Scikit-learn is a great library for creating machine learning models from data. Before you can fit a model using scikit-learn, your data has to be in a recognizable format. Scikit-learn works well with numeric data that is stored in numpy arrays. Additionally, you can convert your data from objects like pandas dataframes to numpy arrays. In this video, I'll show you how you make your data a more acceptable input for scikit-learn. 

## Features Matrix and Target Vector

The first thing you have to understand is what Scikit-Learn expects for Features Matrices and target vectors. In scikit-learn, a features matrix is a two-dimensional grid of data where rows represent samples and columns represent features. A target vector is usually one dimensional and in the case of supervised learning, what you want to predict from the data. 

![image.png](attachment:image.png)

Let's see an example of this. the image is a pandas dataframe of the first 5 rows of the iris dataset. A single flower represent one row of the dataset and the flower measurements are the columns. In this dataset, the species column is what you are trying to predict. 

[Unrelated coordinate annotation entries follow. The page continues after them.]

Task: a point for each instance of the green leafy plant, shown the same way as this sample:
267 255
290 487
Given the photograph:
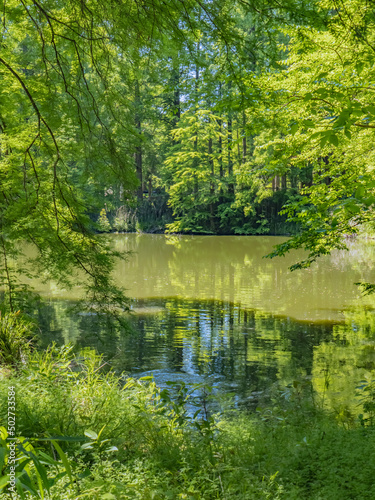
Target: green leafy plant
15 338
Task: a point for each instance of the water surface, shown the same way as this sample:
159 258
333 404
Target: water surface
211 309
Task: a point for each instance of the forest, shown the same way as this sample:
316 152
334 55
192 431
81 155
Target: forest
184 121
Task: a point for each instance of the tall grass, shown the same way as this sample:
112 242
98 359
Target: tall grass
15 338
98 435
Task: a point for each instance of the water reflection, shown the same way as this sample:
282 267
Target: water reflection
232 269
236 350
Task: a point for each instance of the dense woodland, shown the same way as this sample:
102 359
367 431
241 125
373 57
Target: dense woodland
241 117
195 117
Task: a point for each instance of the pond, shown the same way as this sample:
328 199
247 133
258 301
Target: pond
212 309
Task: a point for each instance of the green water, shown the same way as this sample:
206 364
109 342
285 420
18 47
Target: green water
212 309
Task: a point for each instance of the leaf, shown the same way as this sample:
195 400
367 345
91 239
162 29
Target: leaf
91 434
64 460
294 128
333 139
308 123
359 192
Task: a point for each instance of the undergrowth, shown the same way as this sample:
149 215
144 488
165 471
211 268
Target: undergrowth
84 432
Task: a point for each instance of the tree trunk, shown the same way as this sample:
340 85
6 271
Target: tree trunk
138 148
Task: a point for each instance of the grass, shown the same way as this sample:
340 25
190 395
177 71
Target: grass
89 433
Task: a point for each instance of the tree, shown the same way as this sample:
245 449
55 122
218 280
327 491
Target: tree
65 132
323 109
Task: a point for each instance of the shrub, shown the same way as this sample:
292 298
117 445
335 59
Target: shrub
15 338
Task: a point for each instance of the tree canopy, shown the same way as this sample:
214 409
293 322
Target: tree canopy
207 116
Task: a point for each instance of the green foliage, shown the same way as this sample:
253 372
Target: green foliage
15 337
87 433
103 222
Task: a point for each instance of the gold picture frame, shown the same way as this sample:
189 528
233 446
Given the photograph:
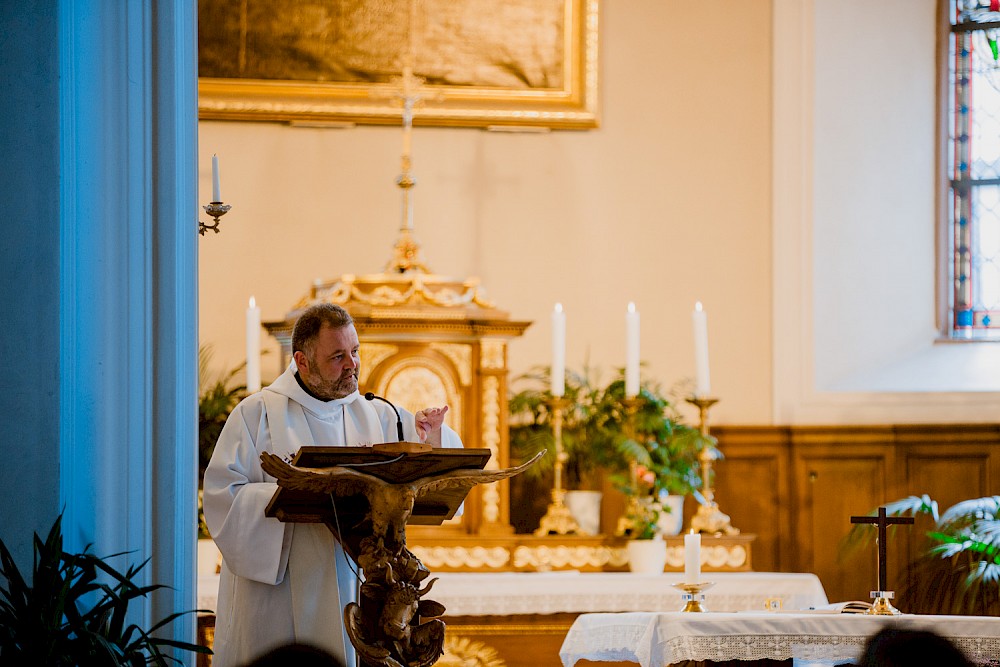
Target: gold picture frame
496 77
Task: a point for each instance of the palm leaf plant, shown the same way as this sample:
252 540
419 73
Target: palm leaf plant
73 611
958 569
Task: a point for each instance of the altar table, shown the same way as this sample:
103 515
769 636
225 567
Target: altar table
665 638
519 619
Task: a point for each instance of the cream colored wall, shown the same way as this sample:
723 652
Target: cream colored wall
857 336
666 204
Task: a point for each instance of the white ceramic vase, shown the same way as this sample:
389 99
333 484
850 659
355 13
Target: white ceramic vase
647 556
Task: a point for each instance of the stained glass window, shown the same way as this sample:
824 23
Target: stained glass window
974 168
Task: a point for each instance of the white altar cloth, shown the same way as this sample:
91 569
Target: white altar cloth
659 639
510 593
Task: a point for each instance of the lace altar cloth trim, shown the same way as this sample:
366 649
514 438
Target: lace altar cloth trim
512 593
654 640
824 649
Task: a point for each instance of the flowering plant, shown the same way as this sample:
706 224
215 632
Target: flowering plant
642 514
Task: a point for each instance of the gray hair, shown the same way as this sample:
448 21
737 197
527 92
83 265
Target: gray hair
312 319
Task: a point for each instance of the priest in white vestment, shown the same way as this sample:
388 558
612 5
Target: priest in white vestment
286 582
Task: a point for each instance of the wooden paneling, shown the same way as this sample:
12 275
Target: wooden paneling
746 490
797 487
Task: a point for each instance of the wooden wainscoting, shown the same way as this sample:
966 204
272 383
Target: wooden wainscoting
797 487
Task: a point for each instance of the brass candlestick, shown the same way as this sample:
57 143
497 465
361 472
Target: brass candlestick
215 209
632 404
693 595
557 519
709 518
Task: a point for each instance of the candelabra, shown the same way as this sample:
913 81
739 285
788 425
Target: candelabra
632 503
558 520
215 209
693 595
709 518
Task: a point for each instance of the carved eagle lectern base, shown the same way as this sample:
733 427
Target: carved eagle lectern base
368 512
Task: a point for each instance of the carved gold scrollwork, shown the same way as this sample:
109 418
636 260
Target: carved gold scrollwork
491 439
372 355
415 383
492 355
479 558
466 652
558 557
461 356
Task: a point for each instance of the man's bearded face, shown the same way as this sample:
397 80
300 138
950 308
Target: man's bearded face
330 367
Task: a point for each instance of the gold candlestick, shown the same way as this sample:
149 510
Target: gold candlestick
558 520
709 518
694 595
215 209
632 404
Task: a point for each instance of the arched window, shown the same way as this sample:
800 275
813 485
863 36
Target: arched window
973 164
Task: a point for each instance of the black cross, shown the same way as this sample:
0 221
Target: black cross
882 521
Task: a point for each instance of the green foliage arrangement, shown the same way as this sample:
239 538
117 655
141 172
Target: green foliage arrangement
599 433
217 396
73 612
958 570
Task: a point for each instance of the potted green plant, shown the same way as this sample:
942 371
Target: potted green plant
602 432
72 611
958 568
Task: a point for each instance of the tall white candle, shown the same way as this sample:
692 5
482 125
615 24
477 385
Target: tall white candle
699 319
631 351
253 347
216 183
558 351
692 558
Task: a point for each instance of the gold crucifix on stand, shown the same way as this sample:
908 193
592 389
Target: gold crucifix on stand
882 606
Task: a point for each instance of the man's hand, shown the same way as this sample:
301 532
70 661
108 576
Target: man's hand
429 421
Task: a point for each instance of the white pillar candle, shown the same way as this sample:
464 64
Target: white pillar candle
558 351
216 183
253 347
692 558
703 386
631 351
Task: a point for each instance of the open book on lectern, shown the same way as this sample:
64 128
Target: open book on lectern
396 463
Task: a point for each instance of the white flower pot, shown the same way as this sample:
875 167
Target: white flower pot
647 556
672 522
585 506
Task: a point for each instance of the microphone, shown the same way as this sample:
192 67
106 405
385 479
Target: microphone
399 420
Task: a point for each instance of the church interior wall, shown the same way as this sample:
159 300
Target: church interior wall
665 205
858 289
748 172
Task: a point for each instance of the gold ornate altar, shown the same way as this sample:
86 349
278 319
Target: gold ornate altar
429 340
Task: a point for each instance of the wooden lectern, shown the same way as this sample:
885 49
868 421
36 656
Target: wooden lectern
366 496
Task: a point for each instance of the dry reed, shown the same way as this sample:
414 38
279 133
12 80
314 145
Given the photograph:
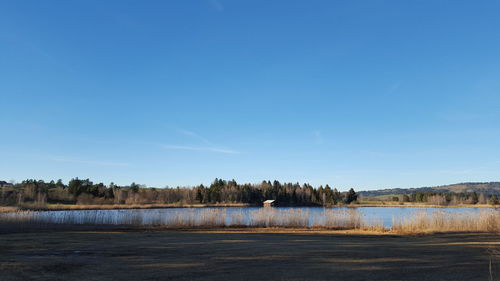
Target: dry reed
346 219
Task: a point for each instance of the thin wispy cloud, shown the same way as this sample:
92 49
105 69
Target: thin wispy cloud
200 148
87 162
194 135
217 5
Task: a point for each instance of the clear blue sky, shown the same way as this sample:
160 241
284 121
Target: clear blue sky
364 94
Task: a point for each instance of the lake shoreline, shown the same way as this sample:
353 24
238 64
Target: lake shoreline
64 207
244 255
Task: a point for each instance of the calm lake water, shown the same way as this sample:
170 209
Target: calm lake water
384 215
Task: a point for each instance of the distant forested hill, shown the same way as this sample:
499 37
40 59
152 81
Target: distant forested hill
487 188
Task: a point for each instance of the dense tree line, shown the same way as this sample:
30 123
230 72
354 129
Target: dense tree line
84 191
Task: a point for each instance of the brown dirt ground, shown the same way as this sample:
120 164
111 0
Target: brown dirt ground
117 254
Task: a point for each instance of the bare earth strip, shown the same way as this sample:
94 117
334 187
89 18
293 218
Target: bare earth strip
244 255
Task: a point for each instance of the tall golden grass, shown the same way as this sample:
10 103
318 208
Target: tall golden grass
342 219
443 221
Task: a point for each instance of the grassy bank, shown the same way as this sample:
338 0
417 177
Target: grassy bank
244 254
338 219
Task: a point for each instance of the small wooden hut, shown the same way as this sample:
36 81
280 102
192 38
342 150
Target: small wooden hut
269 203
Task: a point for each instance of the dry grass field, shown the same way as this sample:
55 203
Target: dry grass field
112 253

![image.png](attachment:image.png)

Let's now go over how to make sure your data is in an acceptable format

## Import Libraries

In [1]:
%matplotlib inline

import matplotlib.pyplot as plt
import pandas as pd

from sklearn.datasets import load_iris

## Loading the Dataset

In [12]:
# Load the Iris dataset
iris = load_iris()
iris_df = pd.DataFrame(iris.data, columns=iris.feature_names)
iris_df['species'] = iris.target
iris_df.head()

Unnamed: 0,sepal length (cm),sepal width (cm),petal length (cm),petal width (cm),species
0,5.1,3.5,1.4,0.2,0
1,4.9,3.0,1.4,0.2,0
2,4.7,3.2,1.3,0.2,0
3,4.6,3.1,1.5,0.2,0
4,5.0,3.6,1.4,0.2,0


## Organizing Data into Features Matrix and Target Vector

In [14]:
# Create the features matrix (X) and target vector (y)
X = iris_df.drop(columns=['species']).values  # Features matrix
y = iris_df['species'].values                 # Target vector

## Verifying Data Dimensions

In [15]:
# Verifying Data Dimensions
print("Features matrix shape:", X.shape)
print("Target vector shape:", y.shape)

Features matrix shape: (150, 4)
Target vector shape: (150,)


## Converting Data for Scikit-Learn

In [16]:
# Convert to numpy array
X = iris_df.drop(columns=['species']).values  # Convert to NumPy array

In [25]:
# Convert to NumPy array
y = iris_df['species'].values

In [24]:
# Check dimensions
print("Features matrix shape:", X.shape)  # Expected output: (samples, features)
print("Target vector shape:", y.shape)    # Expected output: (samples,)

Features matrix shape: (150, 4)
Target vector shape: (150,)


## Final Steps for Data Readiness

In [27]:
# Ensuring Data Integrity
import numpy as np

# Check for missing values in features matrix and target vector
print("Missing values in X:", np.isnan(X).sum())
print("Missing values in y:", np.isnan(y).sum())

Missing values in X: 0
Missing values in y: 0


In [29]:
# Normalizing or Scaling Features (Optional)
from sklearn.preprocessing import StandardScaler

scaler = StandardScaler()
X_scaled = scaler.fit_transform(X)  # Apply scaling

In [30]:
# Final Verification of Data Shapes
print("Final shape of X:", X.shape)
print("Final shape of y:", y.shape)

Final shape of X: (150, 4)
Final shape of y: (150,)